Where VT-d is supported, this further increases performance:

export MACHINE=Arch-Linux-x86_64-basic.qcow2
qemu-system-x86_64 -enable-kvm -device intel-iommu -machine q35 \
                   -m 4G -smp 2 -nic user,hostfwd=tcp::60022-:22 \
                   $MACHINE

Write changes to temporary files

Taken from the Gentoo QEMU/Options page:

qemu-system-x86_64 -snapshot img1.cow

Use an overlay image (Gentoo)

Mostly taken from the Gentoo QEMU/Options page:

# create an overlay image
qemu-img create -b arch-base.qcow2 -f qcow2 overlay.qcow2 -F qcow2

# run it
qemu-system-x86_64 -m 8G -enable-kvm \
                   -hda overlay.qcow2

TODO Use an Overlay image (Arch)

It does not seem to work as it is.

Taken from the ArchWiki QEMU Page.

# create the overlay image
qemu-img create -o backing_file=img1.raw,backing_fmt=raw -f qcow2 img1.cow

# run the machine and store changes in the overlay
qemu-system-x86_64 img1.cow

If paths change, you need to rebase (the example shows an unsafe rebase):

qemu-img rebase -u -b /new/img1.raw /new/img1.cow

Share Files with the Host

Using Virtfs

This is taken from Stack Exchange - How to share a directory with the host without networking in QEMU?

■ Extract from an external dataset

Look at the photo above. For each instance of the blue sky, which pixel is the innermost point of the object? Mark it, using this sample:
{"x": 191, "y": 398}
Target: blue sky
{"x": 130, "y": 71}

Invoke the virtual machine specifying which directory you want to share:

export LOCAL_PATH=/home/adolfo/Public/
export MOUNT_TAG=host_public
export MACHINE=ubuntu.cow

qemu-system-x86_64 \
    -virtfs local,path=${LOCAL_PATH},mount_tag=${MOUNT_TAG},security_model=mapped-xattr,id=host0 \
    -enable-kvm -device intel-iommu -machine q35 -m 8G \
    $MACHINE

Make sure the host_public device is specified in the /etc/fstab of the Guest:

cat /etc/fstab
host_public   /local_directory    9p      trans=virtio,version=9p2000.L   0 0

Or, alternately, mount it is with mount:

sudo su
mkdir public
mount -t 9p -o trans=virtio host_public public

Using SSHD

Mount a guest directory on the host (assuming sshd is running on the guest):

sshfs remote_user@localhost:/home/remote_user ./tmp/ -C -p 60022

VGA

Use a different driver

Taken from the Gentoo QEMU/Options page.

QEMU can emulate several graphics cards:

  • -vga cirrus - Simple graphics card. Every guest OS has a built-in driver.
  • -vga std - Support resolutions >= 1280x1024x16. Linux, Windows XP and newer guest have a built-in driver.
  • -vga vmware - VMware SVGA-II, more powerful graphics card. Install x11-drivers/xf86-video-vmware in Linux guests, VMware Tools in Windows XP and newer guests.
  • -vga qxl - More powerful graphics card for use with SPICE.

To get more performance use the same color depth for your host as you use in the guest.

Increase Memory

Add the following option:

-device vga,vgamem_mb=256

Serve Web pages

Similar to the previous example, we also forward port 80 to 8080 on the host:

qemu-system-x86_64 -m 4G -smp 2 -enable-kvm  ubuntu.cow \
                   -display none \
                   -nic user,hostfwd=tcp::60022-:22,hostfwd=tcp::8080-:80

We assume, of course, a web server runs on the guest.